“Business is destroying the world, with flair, expertise, and panache,” says Paul Hawken, 48, a former businessman who writes and lectures in aid of a new environmental pedagogy that he hopes will inspire a willing, uncoerced, even joyous “redesign” of the way we do business and live upon the earth.
“The responses that environmentalists evoke—fear, anxiety, numbness, despair—are not helpful, even if they are understandable,” Hawken says. “It should be fascinating, even enthralling to be in the milieu of environmental change.” And his critique of business arises from the nuanced disillusion of an insider who struggled to make Green principles work in the corporate world.
Hawken’s early life, an intriguing mix of Horatio Alger hardscrabble and hippie-era anything goes, took him to the Haight-Ashbury music scene, to Japan for macrobiotic studies, and to Boston, where he founded the natural-foods giant Erewhon Trading Company. In 1979 he cofounded Smith and Hawken, a California mail-order gardening-supply company that was soon a byword for ecological responsibility.
Eventually, however, Hawken came to feel that he was rearranging deck chairs on the Titanic. “The recycled toner cartridges, the sustainably harvested woods, the replanted trees, the soy-based inks…were all well and good,” he wrote in his main theoretical book, The Ecology of Commerce (1993), “but basically we were in the junk mail business….All the recycling in the world would not change the fact that doing business in the latter part of the 20th century is an energy-intensive endeavor that gulps down resources.”
After leaving the company in 1991, he began to give his full attention to describing what he calls a new industrial revolution, in which “we reduce what we take from natural systems; we employ more and more people, not fewer and fewer; we emphasize location and rootedness.

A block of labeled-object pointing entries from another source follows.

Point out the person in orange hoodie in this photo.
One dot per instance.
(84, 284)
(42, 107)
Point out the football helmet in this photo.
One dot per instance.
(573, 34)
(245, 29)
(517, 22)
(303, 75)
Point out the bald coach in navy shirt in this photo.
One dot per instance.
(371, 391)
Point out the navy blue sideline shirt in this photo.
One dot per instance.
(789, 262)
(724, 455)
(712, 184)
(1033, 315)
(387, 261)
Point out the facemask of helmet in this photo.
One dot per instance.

This is not Arcadian; it’s as plausible as the system that preceded it,” he insists. “It’s a combination of simple procedural changes and profound perceptual changes.”
The perceptual changes imply a basic understanding of nonlinear systems and a heightened awareness of the environmental truths we all can agree on. Paraphrasing Swedish physician and environmentalist Karl-Henrik Robèrt, who has been a major influence on his work, Hawken says, “We may not be able to determine how many parts per million of dioxin cause cancer; but we know dioxin is persistent, biocumulative, man-made, harmful to cell life, and unpredictable in its effects. That’s enough to know that we can’t introduce it into living systems.”
For all his intensity, Hawken expresses no desire—and no need—to lead an ecorevolution. “I want to help design this new pedagogy so that nobody associates a person with it,” he says. “The environmental movement is hostile to hierarchy, charisma, centralization. At its best it still flies under the media radar. But it has reached critical mass in the past five years or so—and will be the defining context of the century to come.”